Tungsten Inert Welding (a.k.a. TIG welding or Gas Tungsten Arc Welding) is a form of arc welding used to produce high purity welds. For this reason, it is commonly used in the nuclear, aviation, food and beverage, and pharmaceutical industries. While MIG welding uses a metal coil that is fed continuously through the gun, TIG welding causes the base metal to be melted as the filler metal is handfed into the molten pool. This type of welding can be used on stainless steel, carbon steel, aluminum, and other non-ferrous metals.

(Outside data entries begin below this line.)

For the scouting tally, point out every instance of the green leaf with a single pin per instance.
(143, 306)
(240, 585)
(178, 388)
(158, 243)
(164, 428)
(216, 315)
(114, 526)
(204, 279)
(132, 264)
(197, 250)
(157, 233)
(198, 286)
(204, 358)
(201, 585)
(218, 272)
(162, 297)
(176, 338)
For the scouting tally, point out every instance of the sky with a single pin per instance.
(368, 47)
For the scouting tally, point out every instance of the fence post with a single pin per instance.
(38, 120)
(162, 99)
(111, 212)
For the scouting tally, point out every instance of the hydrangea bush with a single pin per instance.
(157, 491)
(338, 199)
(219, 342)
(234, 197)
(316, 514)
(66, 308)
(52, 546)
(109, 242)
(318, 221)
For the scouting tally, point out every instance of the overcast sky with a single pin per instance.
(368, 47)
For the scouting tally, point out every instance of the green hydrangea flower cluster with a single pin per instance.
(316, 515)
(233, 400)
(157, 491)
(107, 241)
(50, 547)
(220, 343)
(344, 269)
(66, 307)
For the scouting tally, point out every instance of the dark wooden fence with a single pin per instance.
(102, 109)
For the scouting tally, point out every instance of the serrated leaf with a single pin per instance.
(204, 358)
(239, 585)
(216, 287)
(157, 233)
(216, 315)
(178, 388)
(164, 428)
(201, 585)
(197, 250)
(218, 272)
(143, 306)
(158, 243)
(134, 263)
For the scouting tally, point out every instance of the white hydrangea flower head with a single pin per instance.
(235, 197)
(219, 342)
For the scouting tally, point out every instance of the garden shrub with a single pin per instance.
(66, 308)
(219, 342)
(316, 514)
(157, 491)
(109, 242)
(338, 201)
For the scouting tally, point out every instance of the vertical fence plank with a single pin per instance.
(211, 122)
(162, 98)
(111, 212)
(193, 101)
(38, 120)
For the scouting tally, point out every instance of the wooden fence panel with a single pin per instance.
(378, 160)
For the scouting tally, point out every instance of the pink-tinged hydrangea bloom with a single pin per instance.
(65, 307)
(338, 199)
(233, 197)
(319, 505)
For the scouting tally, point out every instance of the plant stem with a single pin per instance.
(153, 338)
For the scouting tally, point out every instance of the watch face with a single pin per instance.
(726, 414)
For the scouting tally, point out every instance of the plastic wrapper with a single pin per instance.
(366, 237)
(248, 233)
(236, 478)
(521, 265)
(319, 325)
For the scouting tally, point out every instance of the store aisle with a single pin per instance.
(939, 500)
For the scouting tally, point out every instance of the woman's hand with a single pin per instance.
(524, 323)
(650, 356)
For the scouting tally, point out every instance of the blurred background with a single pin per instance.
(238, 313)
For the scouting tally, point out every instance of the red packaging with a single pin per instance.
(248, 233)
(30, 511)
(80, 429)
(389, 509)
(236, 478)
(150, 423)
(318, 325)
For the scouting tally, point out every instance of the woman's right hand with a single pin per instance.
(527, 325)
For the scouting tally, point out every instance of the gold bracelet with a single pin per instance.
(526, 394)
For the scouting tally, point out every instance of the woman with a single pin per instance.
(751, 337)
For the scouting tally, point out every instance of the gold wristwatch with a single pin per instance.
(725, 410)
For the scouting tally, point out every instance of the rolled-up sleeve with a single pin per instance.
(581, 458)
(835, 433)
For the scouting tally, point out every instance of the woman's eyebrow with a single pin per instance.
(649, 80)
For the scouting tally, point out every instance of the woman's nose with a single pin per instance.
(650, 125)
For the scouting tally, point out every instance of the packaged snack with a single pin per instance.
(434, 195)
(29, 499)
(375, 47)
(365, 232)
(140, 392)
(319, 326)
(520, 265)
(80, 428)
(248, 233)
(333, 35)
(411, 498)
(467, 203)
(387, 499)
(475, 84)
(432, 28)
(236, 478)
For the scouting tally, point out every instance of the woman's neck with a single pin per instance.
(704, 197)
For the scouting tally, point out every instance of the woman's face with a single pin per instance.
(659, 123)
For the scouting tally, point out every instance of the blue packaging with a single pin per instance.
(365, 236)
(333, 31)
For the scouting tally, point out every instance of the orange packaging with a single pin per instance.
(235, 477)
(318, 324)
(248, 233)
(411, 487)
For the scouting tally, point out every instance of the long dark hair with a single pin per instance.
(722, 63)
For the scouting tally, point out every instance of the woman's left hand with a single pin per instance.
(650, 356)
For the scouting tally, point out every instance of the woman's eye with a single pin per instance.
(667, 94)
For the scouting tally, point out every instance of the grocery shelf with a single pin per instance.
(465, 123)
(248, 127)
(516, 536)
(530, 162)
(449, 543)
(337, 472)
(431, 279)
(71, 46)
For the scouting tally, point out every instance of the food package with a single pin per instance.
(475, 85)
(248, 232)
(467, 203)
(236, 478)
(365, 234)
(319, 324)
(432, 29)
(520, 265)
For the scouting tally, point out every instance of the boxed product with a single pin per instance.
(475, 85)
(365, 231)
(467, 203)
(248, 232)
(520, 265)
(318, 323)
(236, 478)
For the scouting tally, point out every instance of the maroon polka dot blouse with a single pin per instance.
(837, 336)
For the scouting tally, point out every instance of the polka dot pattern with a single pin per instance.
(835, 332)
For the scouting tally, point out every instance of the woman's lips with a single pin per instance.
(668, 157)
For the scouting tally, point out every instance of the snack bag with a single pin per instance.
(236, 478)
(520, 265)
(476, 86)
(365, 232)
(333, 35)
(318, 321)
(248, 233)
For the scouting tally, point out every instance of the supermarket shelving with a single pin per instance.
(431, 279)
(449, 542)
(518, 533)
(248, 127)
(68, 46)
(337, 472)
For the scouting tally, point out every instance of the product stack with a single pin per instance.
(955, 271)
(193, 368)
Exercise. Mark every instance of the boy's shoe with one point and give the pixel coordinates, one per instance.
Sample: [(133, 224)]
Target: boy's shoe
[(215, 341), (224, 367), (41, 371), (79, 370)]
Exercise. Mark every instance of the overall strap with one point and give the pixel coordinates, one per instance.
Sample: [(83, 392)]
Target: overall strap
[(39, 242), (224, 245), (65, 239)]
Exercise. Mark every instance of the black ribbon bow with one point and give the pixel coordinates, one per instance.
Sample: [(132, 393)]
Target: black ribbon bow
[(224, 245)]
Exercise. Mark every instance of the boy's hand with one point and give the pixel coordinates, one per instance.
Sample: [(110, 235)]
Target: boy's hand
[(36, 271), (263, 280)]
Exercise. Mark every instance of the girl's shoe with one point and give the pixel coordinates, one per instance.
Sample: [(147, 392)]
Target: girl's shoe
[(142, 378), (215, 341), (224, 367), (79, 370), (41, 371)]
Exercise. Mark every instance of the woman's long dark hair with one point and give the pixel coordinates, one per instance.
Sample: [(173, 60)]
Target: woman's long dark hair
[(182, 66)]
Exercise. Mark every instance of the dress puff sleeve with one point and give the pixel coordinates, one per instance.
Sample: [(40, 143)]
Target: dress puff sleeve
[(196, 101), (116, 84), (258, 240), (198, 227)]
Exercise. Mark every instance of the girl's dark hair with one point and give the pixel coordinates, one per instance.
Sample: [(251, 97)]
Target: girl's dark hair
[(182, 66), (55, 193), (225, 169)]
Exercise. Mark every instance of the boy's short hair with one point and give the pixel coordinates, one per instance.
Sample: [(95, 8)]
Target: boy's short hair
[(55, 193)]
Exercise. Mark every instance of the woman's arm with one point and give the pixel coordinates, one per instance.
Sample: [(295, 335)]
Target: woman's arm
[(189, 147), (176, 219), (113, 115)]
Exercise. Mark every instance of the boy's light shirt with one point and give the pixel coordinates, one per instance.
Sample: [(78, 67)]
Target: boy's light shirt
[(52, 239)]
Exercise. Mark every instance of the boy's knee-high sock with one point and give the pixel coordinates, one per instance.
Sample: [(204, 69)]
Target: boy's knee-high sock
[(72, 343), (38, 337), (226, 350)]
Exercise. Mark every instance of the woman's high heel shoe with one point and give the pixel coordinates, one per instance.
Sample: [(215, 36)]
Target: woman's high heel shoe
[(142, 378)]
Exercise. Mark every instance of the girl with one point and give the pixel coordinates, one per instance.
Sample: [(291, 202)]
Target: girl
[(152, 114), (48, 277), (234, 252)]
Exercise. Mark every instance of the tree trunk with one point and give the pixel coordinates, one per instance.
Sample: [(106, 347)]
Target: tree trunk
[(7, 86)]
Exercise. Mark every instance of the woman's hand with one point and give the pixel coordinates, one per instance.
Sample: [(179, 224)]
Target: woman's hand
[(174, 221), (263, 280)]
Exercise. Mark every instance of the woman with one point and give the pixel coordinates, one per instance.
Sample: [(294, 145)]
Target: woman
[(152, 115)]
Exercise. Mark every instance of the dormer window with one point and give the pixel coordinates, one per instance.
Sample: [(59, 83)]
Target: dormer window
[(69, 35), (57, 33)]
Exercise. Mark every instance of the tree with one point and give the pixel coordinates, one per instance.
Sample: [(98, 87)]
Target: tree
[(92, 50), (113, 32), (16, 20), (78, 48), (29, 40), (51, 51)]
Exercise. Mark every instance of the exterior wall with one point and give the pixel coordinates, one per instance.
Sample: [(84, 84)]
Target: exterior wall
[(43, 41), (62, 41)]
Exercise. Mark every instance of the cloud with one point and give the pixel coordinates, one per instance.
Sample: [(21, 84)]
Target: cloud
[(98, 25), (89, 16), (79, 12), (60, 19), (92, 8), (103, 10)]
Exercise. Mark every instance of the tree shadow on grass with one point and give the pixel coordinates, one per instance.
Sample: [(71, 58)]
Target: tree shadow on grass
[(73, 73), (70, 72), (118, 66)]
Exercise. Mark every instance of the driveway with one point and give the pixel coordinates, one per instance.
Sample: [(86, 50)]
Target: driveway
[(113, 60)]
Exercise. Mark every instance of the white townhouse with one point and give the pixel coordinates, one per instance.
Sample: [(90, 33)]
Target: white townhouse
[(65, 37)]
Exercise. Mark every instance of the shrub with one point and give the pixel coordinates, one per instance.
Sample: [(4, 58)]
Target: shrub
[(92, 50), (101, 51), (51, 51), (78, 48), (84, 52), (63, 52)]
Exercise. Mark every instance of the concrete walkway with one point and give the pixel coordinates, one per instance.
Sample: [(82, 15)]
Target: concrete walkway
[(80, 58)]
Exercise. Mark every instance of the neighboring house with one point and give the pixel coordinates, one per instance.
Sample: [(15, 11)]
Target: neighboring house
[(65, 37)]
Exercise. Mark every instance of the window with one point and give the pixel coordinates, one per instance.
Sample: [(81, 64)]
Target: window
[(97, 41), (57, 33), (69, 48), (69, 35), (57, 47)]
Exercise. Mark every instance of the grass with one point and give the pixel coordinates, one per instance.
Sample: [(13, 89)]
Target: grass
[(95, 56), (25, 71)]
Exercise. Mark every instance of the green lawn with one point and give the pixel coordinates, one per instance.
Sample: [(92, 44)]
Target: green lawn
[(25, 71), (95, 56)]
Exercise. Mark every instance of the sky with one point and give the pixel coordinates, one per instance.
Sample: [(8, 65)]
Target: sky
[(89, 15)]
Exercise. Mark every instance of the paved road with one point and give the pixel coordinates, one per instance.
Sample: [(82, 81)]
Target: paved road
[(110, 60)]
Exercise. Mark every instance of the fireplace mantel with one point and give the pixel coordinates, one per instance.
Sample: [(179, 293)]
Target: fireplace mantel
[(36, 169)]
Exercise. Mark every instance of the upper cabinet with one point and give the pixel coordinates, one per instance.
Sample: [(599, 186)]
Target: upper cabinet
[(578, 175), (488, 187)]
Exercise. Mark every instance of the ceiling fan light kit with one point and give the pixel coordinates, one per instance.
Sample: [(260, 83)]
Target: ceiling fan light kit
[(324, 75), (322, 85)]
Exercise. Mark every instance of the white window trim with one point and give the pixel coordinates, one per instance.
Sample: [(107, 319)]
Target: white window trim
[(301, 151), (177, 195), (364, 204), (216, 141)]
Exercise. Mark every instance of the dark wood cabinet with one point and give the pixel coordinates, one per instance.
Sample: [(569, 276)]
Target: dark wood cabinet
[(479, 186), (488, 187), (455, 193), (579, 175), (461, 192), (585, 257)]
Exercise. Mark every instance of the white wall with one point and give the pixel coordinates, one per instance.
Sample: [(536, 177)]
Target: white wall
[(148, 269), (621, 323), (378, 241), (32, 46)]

While learning the fundamentals of TIG welding, beginners may struggle with proper technique. To help you on your way to achieving TIG welding certification, here are a few tips to keep in mind while you weld.

TIG Welding Techniques

  1. The angle of the torch should be 15 to 20 degrees away from the direction of travel. This increases visibility of the area and allows easier access for the filler material.
  2. The filler metal should be brought in at as low an angle as possible to help avoid touching the tungsten electrode and contaminating it.
  3. The torch melts the base material, and the molten puddle melts the filler rod. Resist the urge to melt the filler material directly.
  4. For preparing the tungsten, using a diamond grinding wheel will give you the best results for a sharp point. Tungsten should be held in line with the direction that the wheel is turning rather than perpendicularly. This will ensure the grind marks run the length of the tungsten, which assists the flow of the electric current as it travels down the electrode. Turn the tungsten as you hold it against the wheel, as if you are sharpening a pencil. For welding aluminum, you should then grind a flat spot at the very tip by holding the point flat against the grinding wheel.
  5. For welding stainless steel, be cautious of applying too much heat. The coloring of the weld should range from a flaxen to a salmon color. If the color is darker gray and looks dirty and heavily oxidized, too much heat is being applied. If too much heat is applied, the metal could warp. To correct this problem in the future, reduce the amperage and increase travel speed. You may also try reducing the diameter of the filler material, as that will take less energy to melt.